BRINK News: Recently, there has been an effort to increase diversity in terms of gender and race. Not all companies have been successful with this—and generational diversity is a whole additional vector of diversity to account for. How do you see HR departments improving to better factor in greater diversity along generational lines?
Mr. Conley: There are people in companies whose sole responsibility is diversity, inclusion and belonging. There are even whole departments in larger companies that do that. We see it when it comes to gender and race, sexual orientation, disability and a few other things. When it comes to age, however, this practice is only in the early stages. In companies that have a diversity and inclusion strategy program, only 8 percent of them globally have expanded that strategy to include age or generational diversity.
I think one of the things that could have a meaningful impact in this area is cognitive diversity. Now, cognitive diversity can also be a label for neuro-diversity and people who have various ways of looking at things—sometimes it includes autism, for example. But when I think of cognitive diversity, it just means somebody who looks at something differently. Their brain function might be different. And age is absolutely an example of that. Our brain operates differently in our mid-50s than it does in our mid-20s. So why not use aging as one of the diversity markers that companies focus on?
BRINK News: Earlier this month, a ProPublica and Urban Institute analysis found that for the majority of older Americans, “working after 50 is considerably riskier and more turbulent” than ever before. How does this complicate your efforts to show the value of an older generation of workers?

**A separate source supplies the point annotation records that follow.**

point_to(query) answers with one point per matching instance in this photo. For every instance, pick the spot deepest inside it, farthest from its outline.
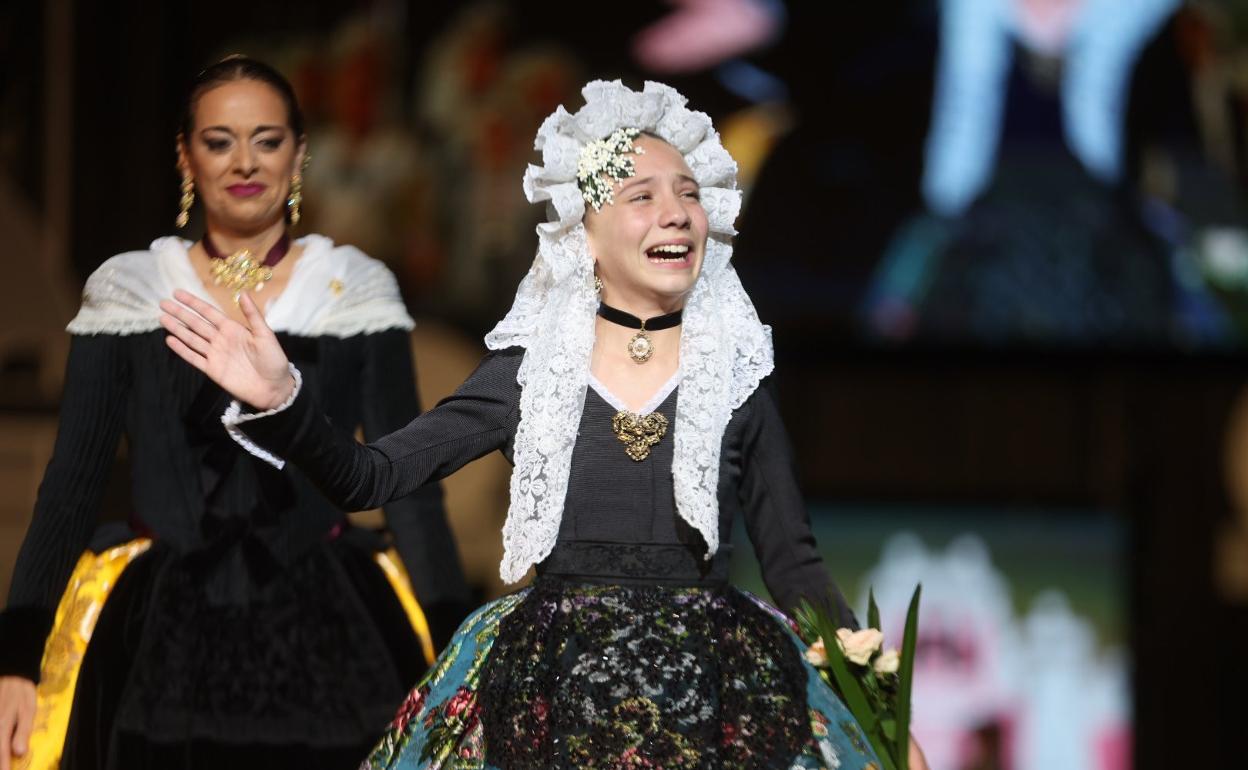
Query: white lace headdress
(725, 351)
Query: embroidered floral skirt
(578, 675)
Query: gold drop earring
(296, 199)
(184, 216)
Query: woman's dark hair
(241, 68)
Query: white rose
(859, 645)
(887, 663)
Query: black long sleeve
(92, 411)
(473, 421)
(418, 521)
(776, 518)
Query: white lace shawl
(725, 351)
(333, 291)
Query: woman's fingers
(186, 355)
(189, 318)
(16, 718)
(255, 318)
(205, 308)
(189, 337)
(192, 321)
(25, 725)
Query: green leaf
(905, 677)
(890, 728)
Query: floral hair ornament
(605, 162)
(724, 350)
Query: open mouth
(669, 253)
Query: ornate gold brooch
(639, 433)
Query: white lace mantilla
(333, 291)
(725, 351)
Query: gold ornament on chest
(639, 432)
(241, 272)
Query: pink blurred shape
(700, 34)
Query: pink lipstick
(246, 191)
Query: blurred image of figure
(237, 619)
(1028, 235)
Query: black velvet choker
(640, 347)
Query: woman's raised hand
(246, 361)
(16, 718)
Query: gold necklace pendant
(639, 433)
(640, 347)
(240, 272)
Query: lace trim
(724, 350)
(234, 417)
(652, 403)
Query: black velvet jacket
(197, 492)
(619, 521)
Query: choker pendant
(640, 346)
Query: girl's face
(649, 243)
(241, 154)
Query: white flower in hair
(604, 162)
(724, 350)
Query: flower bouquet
(872, 682)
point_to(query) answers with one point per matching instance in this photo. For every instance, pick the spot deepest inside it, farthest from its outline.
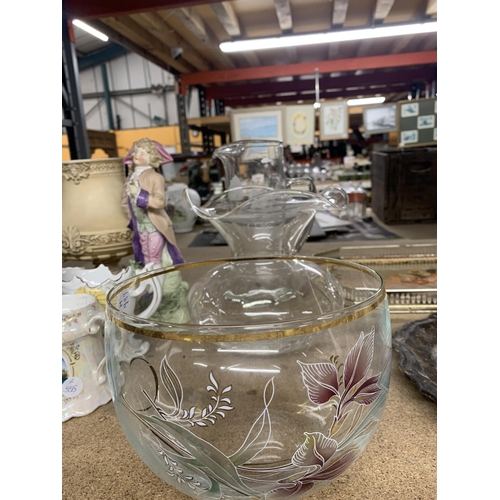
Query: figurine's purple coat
(152, 197)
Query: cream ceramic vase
(94, 225)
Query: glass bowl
(267, 386)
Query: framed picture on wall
(380, 119)
(257, 123)
(334, 123)
(417, 122)
(300, 124)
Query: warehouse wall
(130, 73)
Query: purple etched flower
(325, 462)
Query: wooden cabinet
(404, 185)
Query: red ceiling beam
(425, 73)
(92, 9)
(310, 97)
(267, 72)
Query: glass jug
(254, 163)
(259, 220)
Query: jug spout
(252, 162)
(261, 221)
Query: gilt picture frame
(265, 123)
(334, 120)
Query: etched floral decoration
(349, 388)
(271, 384)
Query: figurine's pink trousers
(152, 245)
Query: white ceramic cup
(84, 379)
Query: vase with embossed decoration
(94, 224)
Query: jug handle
(336, 196)
(302, 180)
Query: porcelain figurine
(144, 201)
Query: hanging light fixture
(316, 104)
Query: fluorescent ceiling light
(327, 37)
(365, 100)
(90, 30)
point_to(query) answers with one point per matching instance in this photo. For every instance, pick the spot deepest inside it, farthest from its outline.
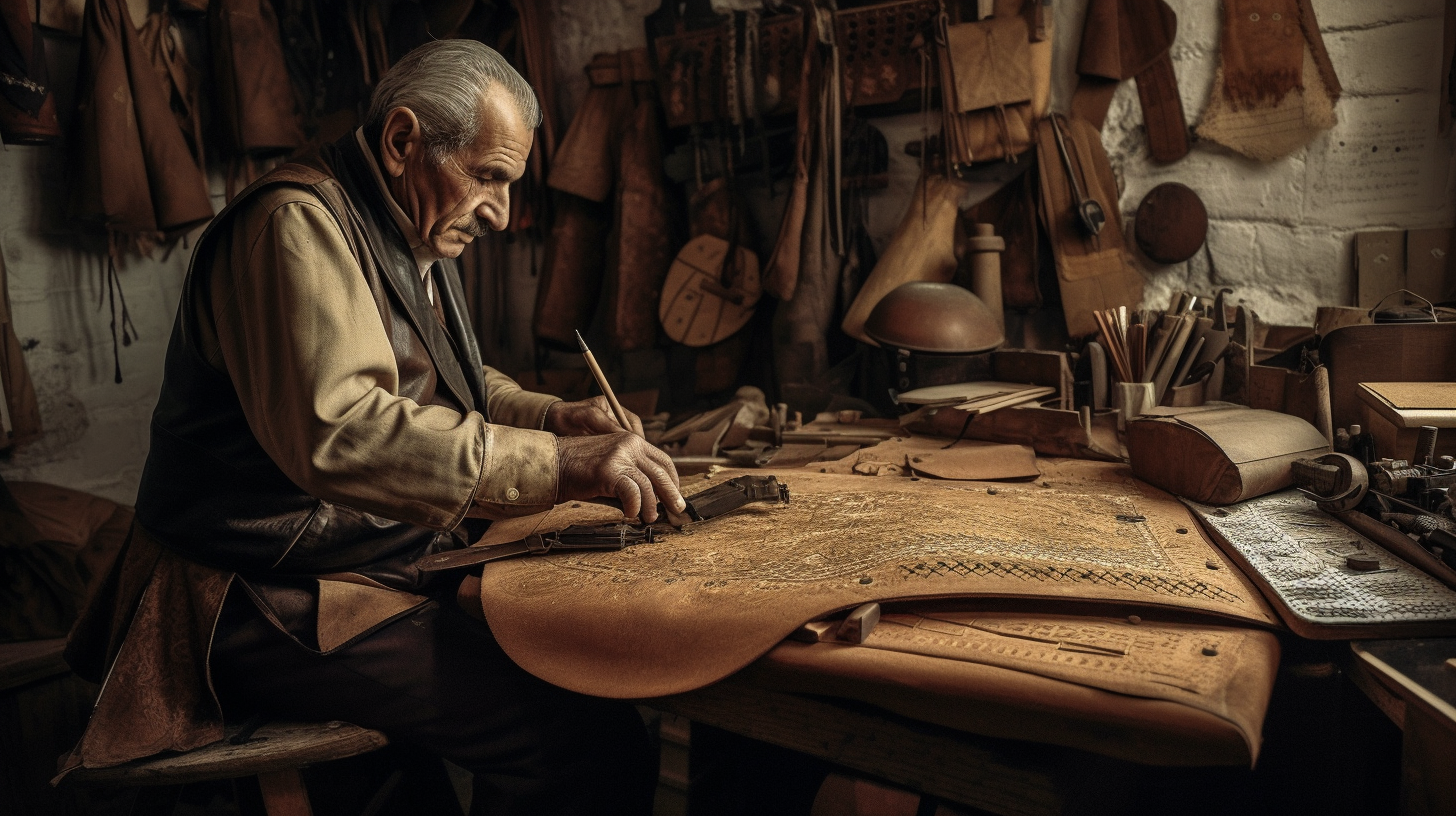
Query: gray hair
(443, 83)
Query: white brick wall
(1280, 233)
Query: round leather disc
(1171, 223)
(696, 308)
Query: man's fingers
(666, 488)
(661, 459)
(629, 493)
(648, 496)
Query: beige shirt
(291, 321)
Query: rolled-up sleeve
(508, 404)
(300, 337)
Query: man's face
(466, 195)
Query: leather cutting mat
(1298, 552)
(696, 606)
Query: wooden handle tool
(606, 388)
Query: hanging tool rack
(878, 59)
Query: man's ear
(401, 140)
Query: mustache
(472, 226)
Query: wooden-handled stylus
(606, 389)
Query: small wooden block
(858, 624)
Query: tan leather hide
(1145, 691)
(696, 606)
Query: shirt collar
(424, 257)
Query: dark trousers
(436, 679)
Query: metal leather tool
(1089, 212)
(1335, 481)
(701, 507)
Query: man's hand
(587, 417)
(618, 465)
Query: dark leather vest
(213, 494)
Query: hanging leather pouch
(992, 77)
(1094, 271)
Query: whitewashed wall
(1282, 233)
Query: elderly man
(325, 421)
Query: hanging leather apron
(26, 105)
(1094, 271)
(255, 96)
(1274, 88)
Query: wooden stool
(275, 752)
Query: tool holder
(878, 60)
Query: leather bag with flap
(1220, 455)
(995, 82)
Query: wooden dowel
(606, 388)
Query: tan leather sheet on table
(696, 606)
(938, 458)
(1146, 692)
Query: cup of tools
(1132, 401)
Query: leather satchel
(255, 96)
(1220, 455)
(1124, 40)
(990, 77)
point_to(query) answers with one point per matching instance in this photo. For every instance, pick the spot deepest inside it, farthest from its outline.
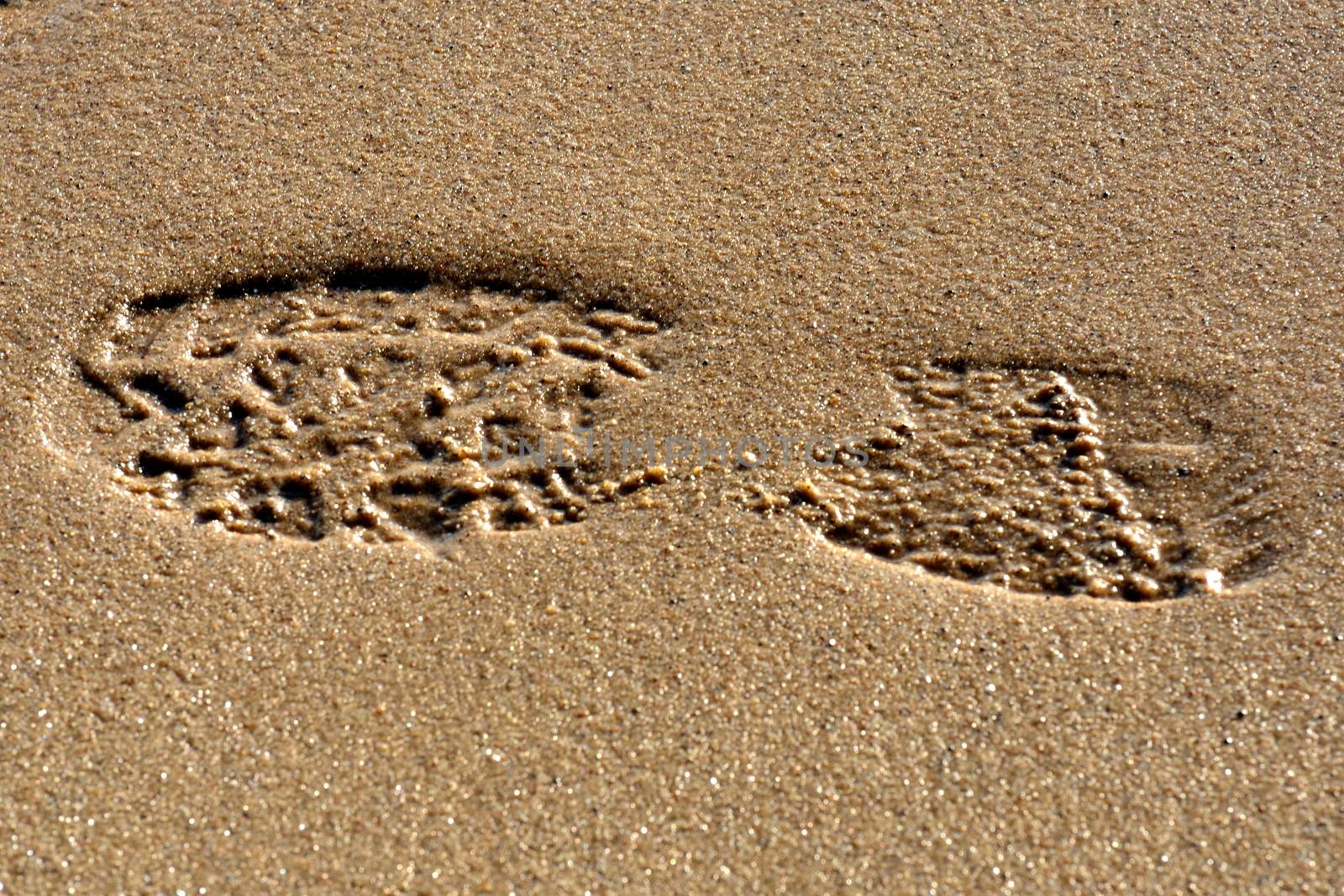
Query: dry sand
(1070, 280)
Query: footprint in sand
(367, 401)
(1012, 476)
(363, 401)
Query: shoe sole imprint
(1010, 474)
(362, 402)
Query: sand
(273, 277)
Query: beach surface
(671, 448)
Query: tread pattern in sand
(1005, 476)
(362, 402)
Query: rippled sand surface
(665, 448)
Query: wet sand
(276, 278)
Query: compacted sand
(1021, 571)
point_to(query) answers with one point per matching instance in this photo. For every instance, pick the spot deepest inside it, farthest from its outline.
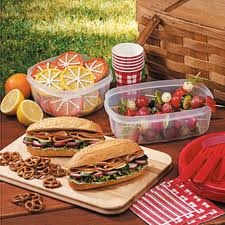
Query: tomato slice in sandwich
(43, 66)
(98, 67)
(69, 59)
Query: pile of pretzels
(31, 201)
(34, 167)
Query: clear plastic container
(69, 103)
(160, 127)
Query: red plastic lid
(211, 189)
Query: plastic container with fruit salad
(57, 100)
(144, 112)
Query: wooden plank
(217, 60)
(196, 63)
(107, 200)
(8, 209)
(203, 47)
(160, 5)
(210, 14)
(182, 24)
(144, 35)
(154, 49)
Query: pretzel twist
(34, 205)
(26, 172)
(51, 182)
(16, 165)
(20, 199)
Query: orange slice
(43, 66)
(50, 78)
(29, 112)
(65, 106)
(75, 77)
(91, 101)
(98, 67)
(69, 59)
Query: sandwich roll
(106, 163)
(61, 136)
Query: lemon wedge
(50, 78)
(11, 102)
(75, 77)
(29, 112)
(91, 102)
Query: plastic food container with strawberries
(67, 102)
(158, 127)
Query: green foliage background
(34, 30)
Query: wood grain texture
(107, 200)
(192, 39)
(63, 213)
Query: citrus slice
(50, 78)
(98, 67)
(29, 112)
(69, 59)
(76, 77)
(43, 101)
(11, 102)
(65, 106)
(43, 66)
(91, 101)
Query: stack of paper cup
(128, 62)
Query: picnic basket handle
(149, 28)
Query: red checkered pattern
(173, 203)
(126, 79)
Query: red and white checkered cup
(128, 62)
(127, 51)
(128, 77)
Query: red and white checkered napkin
(172, 202)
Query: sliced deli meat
(61, 136)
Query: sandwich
(61, 136)
(106, 163)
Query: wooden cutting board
(114, 199)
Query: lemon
(11, 102)
(50, 78)
(75, 77)
(90, 102)
(29, 112)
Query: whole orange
(19, 81)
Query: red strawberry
(167, 108)
(180, 92)
(175, 101)
(197, 102)
(142, 101)
(143, 111)
(130, 112)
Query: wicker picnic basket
(184, 37)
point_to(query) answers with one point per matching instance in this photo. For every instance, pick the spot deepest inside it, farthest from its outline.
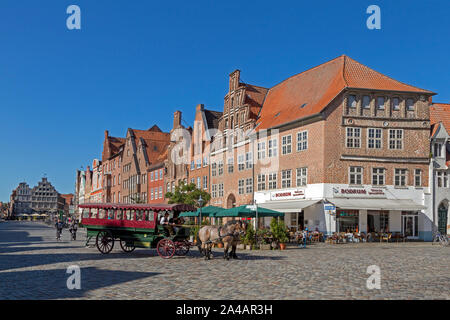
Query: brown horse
(230, 234)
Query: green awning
(208, 211)
(249, 212)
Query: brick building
(231, 151)
(206, 123)
(112, 164)
(439, 167)
(142, 148)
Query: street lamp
(200, 203)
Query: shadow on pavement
(52, 284)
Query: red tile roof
(310, 92)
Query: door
(410, 225)
(442, 220)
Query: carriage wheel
(182, 248)
(125, 247)
(165, 248)
(104, 242)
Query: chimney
(177, 119)
(234, 79)
(200, 107)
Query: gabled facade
(353, 151)
(439, 167)
(231, 157)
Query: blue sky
(133, 63)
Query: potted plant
(280, 233)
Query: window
(395, 138)
(213, 169)
(241, 186)
(353, 139)
(395, 104)
(302, 140)
(355, 176)
(220, 167)
(302, 175)
(261, 150)
(374, 138)
(438, 149)
(220, 189)
(286, 143)
(241, 165)
(261, 182)
(249, 185)
(351, 101)
(400, 177)
(380, 103)
(286, 178)
(378, 176)
(409, 105)
(248, 160)
(418, 178)
(230, 163)
(273, 148)
(272, 177)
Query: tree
(188, 194)
(136, 199)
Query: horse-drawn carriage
(135, 226)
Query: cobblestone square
(33, 266)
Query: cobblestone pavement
(33, 266)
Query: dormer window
(395, 104)
(366, 102)
(351, 101)
(380, 103)
(410, 105)
(438, 150)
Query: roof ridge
(308, 70)
(388, 77)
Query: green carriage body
(134, 225)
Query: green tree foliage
(279, 231)
(188, 194)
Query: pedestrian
(59, 227)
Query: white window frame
(377, 175)
(350, 136)
(372, 141)
(352, 171)
(395, 140)
(286, 144)
(302, 140)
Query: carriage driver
(165, 222)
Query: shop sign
(287, 195)
(359, 192)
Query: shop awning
(377, 204)
(288, 206)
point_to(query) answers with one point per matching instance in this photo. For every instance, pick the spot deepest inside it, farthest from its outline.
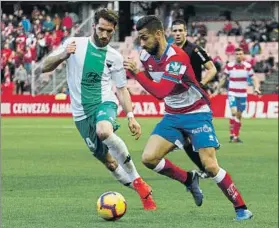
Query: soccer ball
(111, 206)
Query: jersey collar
(94, 45)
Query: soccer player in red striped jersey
(238, 72)
(169, 75)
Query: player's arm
(256, 81)
(120, 79)
(223, 80)
(169, 80)
(210, 72)
(58, 56)
(207, 62)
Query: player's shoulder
(144, 55)
(230, 64)
(176, 53)
(113, 53)
(247, 64)
(78, 40)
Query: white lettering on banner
(260, 110)
(60, 108)
(256, 109)
(162, 108)
(145, 108)
(33, 108)
(149, 108)
(272, 109)
(204, 128)
(5, 108)
(250, 110)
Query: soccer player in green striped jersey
(92, 68)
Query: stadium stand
(28, 38)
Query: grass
(50, 179)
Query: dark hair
(179, 22)
(106, 14)
(151, 23)
(238, 49)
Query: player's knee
(149, 160)
(239, 115)
(111, 165)
(104, 130)
(209, 161)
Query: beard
(154, 50)
(100, 42)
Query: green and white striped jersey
(90, 72)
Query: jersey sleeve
(226, 70)
(119, 74)
(202, 55)
(61, 48)
(251, 72)
(177, 68)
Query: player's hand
(257, 91)
(135, 128)
(131, 66)
(71, 48)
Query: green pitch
(50, 179)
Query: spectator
(20, 79)
(11, 42)
(35, 13)
(48, 25)
(253, 61)
(56, 21)
(27, 60)
(256, 49)
(169, 37)
(276, 91)
(236, 29)
(26, 24)
(5, 19)
(230, 49)
(243, 44)
(67, 21)
(200, 41)
(193, 29)
(37, 26)
(202, 29)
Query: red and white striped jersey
(238, 75)
(175, 66)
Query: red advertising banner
(265, 106)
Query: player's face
(239, 56)
(149, 41)
(179, 34)
(103, 32)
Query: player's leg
(194, 156)
(105, 127)
(233, 107)
(204, 140)
(224, 182)
(164, 139)
(100, 151)
(241, 105)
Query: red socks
(235, 126)
(225, 183)
(167, 168)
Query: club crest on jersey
(174, 68)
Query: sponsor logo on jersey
(174, 68)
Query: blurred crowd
(26, 39)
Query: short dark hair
(150, 22)
(238, 49)
(106, 14)
(179, 22)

Mr. Conley: There’s a lot of evidence that ageism is rampant. So I agree with that premise, but what I think is missing is the growing number of companies that actually are shifting.
Tech companies, for example, have been as ageist as any industry out there, other than maybe fashion and entertainment. The tech world used to view 35-years-old as the oldest you would want for a software engineer. That’s changing. What they’re seeing is that software engineers who are older have an emotional intelligence and a team-building collaboration skill that younger people often don’t have. There’s a really great opportunity to mix the old and the young in a positive way. Having interviewed over 150 people who have gone back into the workforce in a modern elder kind of role, I do know change is happening in a significant way.
BRINK News: Have you seen any trends amongst the people you interviewed in terms of best practices of going back to work?
Mr. Conley: A headhunter, probably one of the most successful headhunters, said something to me that rang true. She said, “I understand how difficult it is for people past age 45 or age 50 or 65, depending on the industry, to be able to make it through the LinkedIn profile process and the recruiting process and then feel like somehow they don’t make it to the second-round interviews.” But she also said that one of the things people have to do is look at their soft networking skills and find people who know someone who knows someone else.
The key is—if you can get your foot in the door—here’s what works when you’re older. It does not work trying to be a know-it-all. It does not work trying to talk about the way things have always been. This is what she told me absolutely works: She said, “When someone shows up with curiosity and passionate engagement, it’s almost like the wrinkles fade away and what a recruiter notices is the energy.” And if that energy is an energy that mixes curiosity and wisdom—which is my definition of a modern elder—when someone actually shows up with that curiosity and wisdom together in a way that feels energized, people don’t notice the age as much.
Now, will there be people who will? Yes. Will there be ageism? Yes. Is there sexism? Yes. Sexism 30 years ago in the workplace was much worse than it is today. Hopefully, 20 years from now, ageism will be less bad than it is today. This is a process that doesn’t happen overnight.
This interview has been edited and condensed for clarity.